今までしてこなかった連結決算での減損処理をせざるを得なくなったということである。
東芝は2006年に約5400億円でWHを買収したが、買収価格とWHの純資産との差額、約29億3000万ドル(当時のレートで約3500億円)をのれんとして計上した。
WHは2012年度と13年度、単体で巨額の減損処理を実施し赤字に転落していたが、東芝はその事実を隠蔽していた。
今年1月の減損テストでは「公正価値」が「帳簿価額」を上回っているとしたが、再度現存テストを行ったところ、現存損失を計上せざるを得なくなったということである。
しかし、依然として原発事業を主力事業と位置づけたままだ。
会見で室町社長は「原子力事業の事業性、将来計画に大きな変更はない」と強調し、「今後は前向きにどんどん原子力事業を進めていきたい」と述べた。東芝連結で、今後15年間に45基(2月4日に46基から下方修正)の新規受注を目指す計画は変えなかった。

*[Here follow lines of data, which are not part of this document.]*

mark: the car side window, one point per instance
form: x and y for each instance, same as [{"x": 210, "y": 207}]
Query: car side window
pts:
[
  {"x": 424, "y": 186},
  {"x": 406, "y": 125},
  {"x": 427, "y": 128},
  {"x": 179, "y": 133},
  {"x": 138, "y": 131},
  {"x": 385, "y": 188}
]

だが、この計画は現実味が乏しい。東芝がWHを買収した当時の社長、西田厚聰氏は「2015年度までに33基の新設受注を見込む」と公言した。後に東芝は39基へ上方修正した。ところが、WHが受注し建設しているのは8基にとどまる。本誌が入手した内部資料によると、現在の計画は“結論ありき”で策定されたものと言わざるを得ない。
東芝、やっと認めた原子力事業の巨額減損
原発事業に見切りを付けない限り、東芝の明日には暗雲がたちこめているとせざるを得ない。
結局、国策とズブズブの関係で自律的な事業展開をしてこなかったツケではないか。
企業コンプライアンスの権威・郷原信郎弁護士は次のように指摘する。
東芝の不祥事対応の最大の問題点は、第三者委員会のスキームを悪用したことだ。「日弁連の第三者委員会ガイドラインに準拠したもの」と説明していながら、実態は東芝の執行部の意向で動く委員会でしかなかった。不正会計への対応で中心とされてきた「第三者委員会スキーム」は、世の中を欺くための「壮大な茶番」でしかなかった。
東芝不正会計問題の本質は、1990年代に発覚した重電談合の頃から脈々と続く同社の「隠ぺいの文化」と見ることができる。隠ぺいしようとしたのは、「国策事業」である原発事業が福島の原発事故後に、危機的な状況に陥った現実だった。